My problem is complex: I don’t even know how to start bullshitting on this topic.

My motivation is: the court threaten sanctions if I don’t make the deadline.

Oy. Vey.

Monday, April 05, 2010

Dreams dashed (until Thursday)

Duke just bitch slapped Cinderella, forced her to do chores while chained to the couch, stole her glass slippers and sold them on eBay. (Or maybe that's just because that shot at the buzzer didn't go in)

Now all I have to look forward to is the Cubs. No wait. They lost.

Now all I have to look forward to is Manchester United. No wait. They won't win.

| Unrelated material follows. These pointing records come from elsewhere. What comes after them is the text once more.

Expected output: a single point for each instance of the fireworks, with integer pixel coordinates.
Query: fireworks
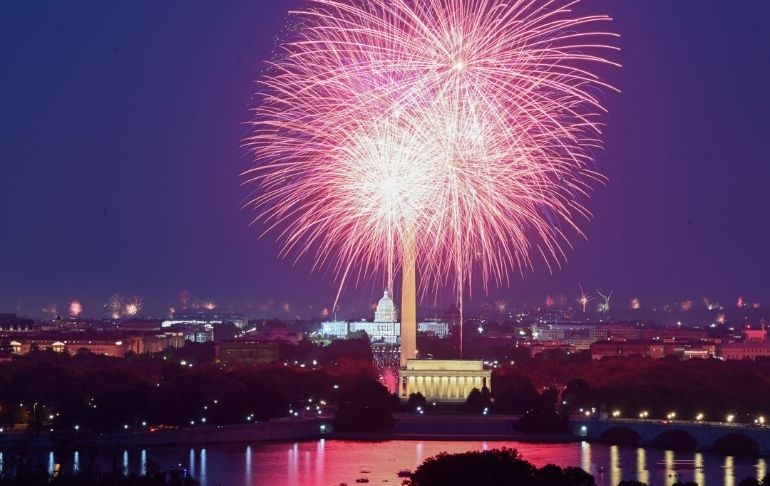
(50, 309)
(604, 305)
(119, 305)
(584, 299)
(462, 130)
(75, 308)
(549, 302)
(132, 307)
(501, 306)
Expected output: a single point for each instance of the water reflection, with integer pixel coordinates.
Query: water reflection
(729, 476)
(191, 463)
(325, 462)
(143, 462)
(248, 464)
(202, 477)
(642, 474)
(585, 456)
(668, 463)
(698, 475)
(51, 463)
(616, 474)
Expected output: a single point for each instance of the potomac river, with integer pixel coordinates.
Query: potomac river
(329, 462)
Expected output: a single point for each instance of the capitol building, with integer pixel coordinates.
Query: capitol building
(385, 326)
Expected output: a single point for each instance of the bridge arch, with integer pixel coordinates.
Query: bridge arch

Thank goodness I have Tiger Woods. Bring on Augusta.

Thursday, April 01, 2010

A chronological timeline of discovery events

The Defendant’s lawyer issues discovery.

The Plaintiff's lazy attorney forgets about it.

The Defendant’s lawyer file a motion to compel Plaintiff’s Lawyers to respond to Defendant’s Discovery

The Plaintiff’s lawyers recognizes the Defendant’s lawyer is a dickd and wait until the day before to respond to the discovery requests. By Messenger. Arriving 3 minutes before the close of business.

The Plaintiff’s lawyer talk to the Plaintiff after responding to discovery.

The Plaintiff’s lawyer learns that there are instant message and e-mail conversations between the Plaintiff and the Defendant.

The Plaintiff’s lawyer read these conversations and discover that they contain the Defendant admitted to fault.

All of the Plaintiff’s lawyers do a little jig of happiness.

The Plaintiff’s lawyer supplement the responses to Defendant’s discovery. (Without drawing any attention to the Defendant’s admissions.)

The Defendant’s lawyer writes the Plaintiff’s lawyer this letter:

Dear Mr. Pamby:

I have received your supplemental response to Plaintiff’s discovery. I have had an opportunity to review the disclosed documents and find them to have no relevancy whatsoever bearing on the issues. What you have just said is one of the most insanely idiotic things I have ever heard. At no point in your rambling, incoherent response were you even close to anything that could be considered a rational thought. Everyone in this room is now dumber for having listened to it. I award you no points, and may God have mercy on your soul.

Quite frankly, I am uncertain why these documents were produced but be advised that I will motion the court in limine to bar production of any of these documents at trial.

Very truly yours,

Opposing counsel
The Plaintiff’s lawyer writes back:
Dear Opposing:

I’m a bit puzzled by your letter. I may be a young attorney, new to this whole “reading” thing. I also know the evidentiary rule of relevance. I’m not sure if it was covered at your law school, but I am also keenly aware of the court’s view on party admissions.

I may be mistaken, but I do believe a party saying “It’s all my fault, I made the mistake and I caused the accident” is relevant, admissible and subject to your production request asking for all statements of the Defendant (FYI: that’s your client)

If you are aware of some law, fact or coherent rambling that says differently, please let me know. I am eager to learn.

Very truly yours,

Namby
The Plaintiff’s lawyer’s partner says no to the snark.

The Plaintiff’s lawyer sends an innocent letter. But punches the buttons of the fax machine with all of that pent up snark.